Grid refinement study for Order of accuracy and GCI
I am trying to ascertain the numerical accuracy of my simulations in CFX by following the procedure mentioned in the editorial policy of Journal of engineering.
My simulations are 3D turbulent flow . I take the overall pressure drop from inlet to outlet as the solution variable to calculate GCI and I use a representative mesh size for each mesh which I calculate as (total volume/total number of cells)^(1/3). I have generated results for many meshes and tried to calculate GCI for 3 meshes at any time. I have ensured that the grid refinement ratios r21 and r32 are both above 1.3 for any of the mesh set that i consider. However, I find that for the different mesh sets that i consider: a)either the the parameter GCI_fine*(r21^p)/GCI_course is not close to one. This parameter should be close to one for the grids to be in asymptotic range. b)when this parameter is indeed close to one for a set of meshes, (and GCI_fine is also is small..less than 2 percent), the observed order of accuracy p that I calculate comes out to be around 4 . Now I think it is incorrect and should be less than 2 (as the formal order of accuracy of CFX is 2...please correct me if I am wring). I have tried many fine and coarse meshes. Is the way I am calculating GCI correct? Is the value of p>2 indeed correct? For the results to be considered accurate what is the maximum acceptable value of GCI? 
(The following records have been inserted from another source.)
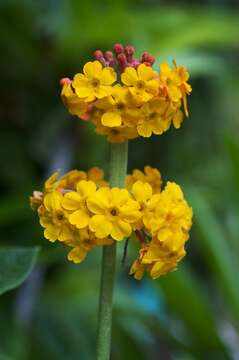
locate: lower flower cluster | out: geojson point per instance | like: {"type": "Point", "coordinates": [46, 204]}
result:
{"type": "Point", "coordinates": [82, 211]}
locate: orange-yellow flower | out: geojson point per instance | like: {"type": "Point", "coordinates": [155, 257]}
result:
{"type": "Point", "coordinates": [114, 211]}
{"type": "Point", "coordinates": [142, 82]}
{"type": "Point", "coordinates": [75, 202]}
{"type": "Point", "coordinates": [95, 83]}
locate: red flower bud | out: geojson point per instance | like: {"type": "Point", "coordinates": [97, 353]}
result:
{"type": "Point", "coordinates": [108, 55]}
{"type": "Point", "coordinates": [98, 55]}
{"type": "Point", "coordinates": [147, 57]}
{"type": "Point", "coordinates": [118, 49]}
{"type": "Point", "coordinates": [122, 60]}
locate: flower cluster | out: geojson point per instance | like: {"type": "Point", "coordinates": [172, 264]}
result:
{"type": "Point", "coordinates": [125, 97]}
{"type": "Point", "coordinates": [82, 211]}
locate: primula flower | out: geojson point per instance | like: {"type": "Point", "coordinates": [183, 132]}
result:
{"type": "Point", "coordinates": [142, 82]}
{"type": "Point", "coordinates": [54, 218]}
{"type": "Point", "coordinates": [75, 202]}
{"type": "Point", "coordinates": [84, 243]}
{"type": "Point", "coordinates": [154, 117]}
{"type": "Point", "coordinates": [95, 82]}
{"type": "Point", "coordinates": [171, 218]}
{"type": "Point", "coordinates": [114, 211]}
{"type": "Point", "coordinates": [75, 105]}
{"type": "Point", "coordinates": [155, 260]}
{"type": "Point", "coordinates": [115, 107]}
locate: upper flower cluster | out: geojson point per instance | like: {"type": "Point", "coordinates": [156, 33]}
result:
{"type": "Point", "coordinates": [125, 97]}
{"type": "Point", "coordinates": [81, 210]}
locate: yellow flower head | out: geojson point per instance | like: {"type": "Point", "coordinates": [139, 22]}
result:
{"type": "Point", "coordinates": [54, 218]}
{"type": "Point", "coordinates": [95, 82]}
{"type": "Point", "coordinates": [75, 105]}
{"type": "Point", "coordinates": [139, 101]}
{"type": "Point", "coordinates": [171, 219]}
{"type": "Point", "coordinates": [114, 211]}
{"type": "Point", "coordinates": [156, 261]}
{"type": "Point", "coordinates": [115, 107]}
{"type": "Point", "coordinates": [75, 202]}
{"type": "Point", "coordinates": [150, 175]}
{"type": "Point", "coordinates": [85, 242]}
{"type": "Point", "coordinates": [141, 82]}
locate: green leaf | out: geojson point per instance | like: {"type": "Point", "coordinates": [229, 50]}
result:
{"type": "Point", "coordinates": [15, 266]}
{"type": "Point", "coordinates": [216, 248]}
{"type": "Point", "coordinates": [185, 296]}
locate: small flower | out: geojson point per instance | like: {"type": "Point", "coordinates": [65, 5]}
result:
{"type": "Point", "coordinates": [171, 218]}
{"type": "Point", "coordinates": [142, 82]}
{"type": "Point", "coordinates": [115, 107]}
{"type": "Point", "coordinates": [154, 117]}
{"type": "Point", "coordinates": [114, 211]}
{"type": "Point", "coordinates": [75, 105]}
{"type": "Point", "coordinates": [54, 218]}
{"type": "Point", "coordinates": [75, 202]}
{"type": "Point", "coordinates": [95, 83]}
{"type": "Point", "coordinates": [85, 242]}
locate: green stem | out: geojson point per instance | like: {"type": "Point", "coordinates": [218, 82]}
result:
{"type": "Point", "coordinates": [118, 170]}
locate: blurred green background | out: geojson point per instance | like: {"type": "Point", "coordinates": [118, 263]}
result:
{"type": "Point", "coordinates": [192, 313]}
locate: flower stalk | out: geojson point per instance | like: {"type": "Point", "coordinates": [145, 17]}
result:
{"type": "Point", "coordinates": [118, 169]}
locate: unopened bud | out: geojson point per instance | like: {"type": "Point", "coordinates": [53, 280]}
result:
{"type": "Point", "coordinates": [147, 57]}
{"type": "Point", "coordinates": [98, 55]}
{"type": "Point", "coordinates": [118, 49]}
{"type": "Point", "coordinates": [108, 55]}
{"type": "Point", "coordinates": [122, 60]}
{"type": "Point", "coordinates": [65, 81]}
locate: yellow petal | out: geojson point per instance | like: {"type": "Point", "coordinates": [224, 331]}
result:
{"type": "Point", "coordinates": [120, 230]}
{"type": "Point", "coordinates": [100, 202]}
{"type": "Point", "coordinates": [79, 218]}
{"type": "Point", "coordinates": [141, 191]}
{"type": "Point", "coordinates": [145, 72]}
{"type": "Point", "coordinates": [86, 188]}
{"type": "Point", "coordinates": [177, 119]}
{"type": "Point", "coordinates": [51, 232]}
{"type": "Point", "coordinates": [144, 129]}
{"type": "Point", "coordinates": [52, 201]}
{"type": "Point", "coordinates": [129, 76]}
{"type": "Point", "coordinates": [108, 76]}
{"type": "Point", "coordinates": [93, 69]}
{"type": "Point", "coordinates": [77, 255]}
{"type": "Point", "coordinates": [65, 233]}
{"type": "Point", "coordinates": [72, 201]}
{"type": "Point", "coordinates": [111, 119]}
{"type": "Point", "coordinates": [100, 225]}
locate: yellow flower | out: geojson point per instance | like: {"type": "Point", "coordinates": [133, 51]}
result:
{"type": "Point", "coordinates": [150, 175]}
{"type": "Point", "coordinates": [154, 117]}
{"type": "Point", "coordinates": [171, 219]}
{"type": "Point", "coordinates": [97, 175]}
{"type": "Point", "coordinates": [54, 218]}
{"type": "Point", "coordinates": [75, 202]}
{"type": "Point", "coordinates": [116, 135]}
{"type": "Point", "coordinates": [84, 244]}
{"type": "Point", "coordinates": [75, 105]}
{"type": "Point", "coordinates": [157, 260]}
{"type": "Point", "coordinates": [142, 82]}
{"type": "Point", "coordinates": [115, 107]}
{"type": "Point", "coordinates": [170, 82]}
{"type": "Point", "coordinates": [114, 211]}
{"type": "Point", "coordinates": [96, 81]}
Firstly well done on having a good look into mesh refinement. I reckon about half of the weird questions on this forum are from people who have not done a proper check of whether their simulation is accurate so I am glad you are doing it properly.
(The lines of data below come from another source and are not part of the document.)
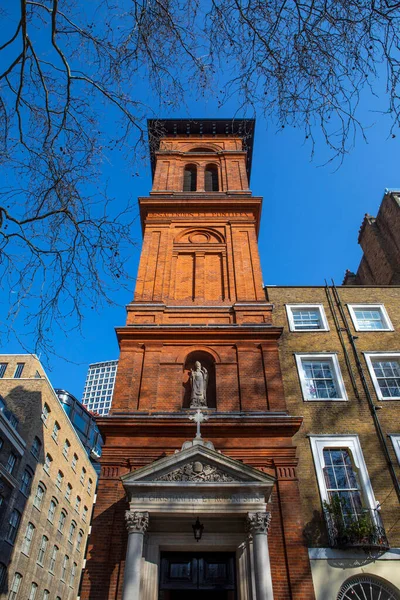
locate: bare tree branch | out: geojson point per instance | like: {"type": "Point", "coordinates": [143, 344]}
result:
{"type": "Point", "coordinates": [71, 94]}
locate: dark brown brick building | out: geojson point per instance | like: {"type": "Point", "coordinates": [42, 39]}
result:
{"type": "Point", "coordinates": [340, 360]}
{"type": "Point", "coordinates": [380, 240]}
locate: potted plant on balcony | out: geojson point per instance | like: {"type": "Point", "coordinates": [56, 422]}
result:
{"type": "Point", "coordinates": [348, 529]}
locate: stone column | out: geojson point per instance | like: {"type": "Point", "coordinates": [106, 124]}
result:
{"type": "Point", "coordinates": [136, 524]}
{"type": "Point", "coordinates": [257, 526]}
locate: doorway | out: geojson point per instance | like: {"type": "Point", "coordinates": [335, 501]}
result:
{"type": "Point", "coordinates": [197, 576]}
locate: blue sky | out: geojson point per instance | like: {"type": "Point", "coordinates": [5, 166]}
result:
{"type": "Point", "coordinates": [311, 217]}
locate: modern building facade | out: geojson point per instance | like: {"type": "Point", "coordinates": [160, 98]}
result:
{"type": "Point", "coordinates": [199, 313]}
{"type": "Point", "coordinates": [84, 423]}
{"type": "Point", "coordinates": [99, 386]}
{"type": "Point", "coordinates": [47, 487]}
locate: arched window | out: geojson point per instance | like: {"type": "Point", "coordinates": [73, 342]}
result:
{"type": "Point", "coordinates": [79, 540]}
{"type": "Point", "coordinates": [201, 150]}
{"type": "Point", "coordinates": [27, 541]}
{"type": "Point", "coordinates": [52, 510]}
{"type": "Point", "coordinates": [36, 446]}
{"type": "Point", "coordinates": [71, 533]}
{"type": "Point", "coordinates": [14, 589]}
{"type": "Point", "coordinates": [211, 178]}
{"type": "Point", "coordinates": [53, 559]}
{"type": "Point", "coordinates": [42, 550]}
{"type": "Point", "coordinates": [3, 572]}
{"type": "Point", "coordinates": [13, 524]}
{"type": "Point", "coordinates": [61, 522]}
{"type": "Point", "coordinates": [26, 481]}
{"type": "Point", "coordinates": [190, 178]}
{"type": "Point", "coordinates": [40, 494]}
{"type": "Point", "coordinates": [32, 593]}
{"type": "Point", "coordinates": [367, 586]}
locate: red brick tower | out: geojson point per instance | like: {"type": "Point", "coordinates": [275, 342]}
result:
{"type": "Point", "coordinates": [199, 297]}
Yes, CFX is a second order code for much of its numerics but in my experience that rarely equates to a order of convergence of 2 due to numerical issues, nonlinearities etc. So if it is converging nicely I am happy regardless of the number. If the parameter is not in the asymptotic range then you generally have to use a much tighter mesh for convergence, or you have a model which does not converge. Turbulence models with wall functions often do this as if they refine below y+<11 the model is not valid.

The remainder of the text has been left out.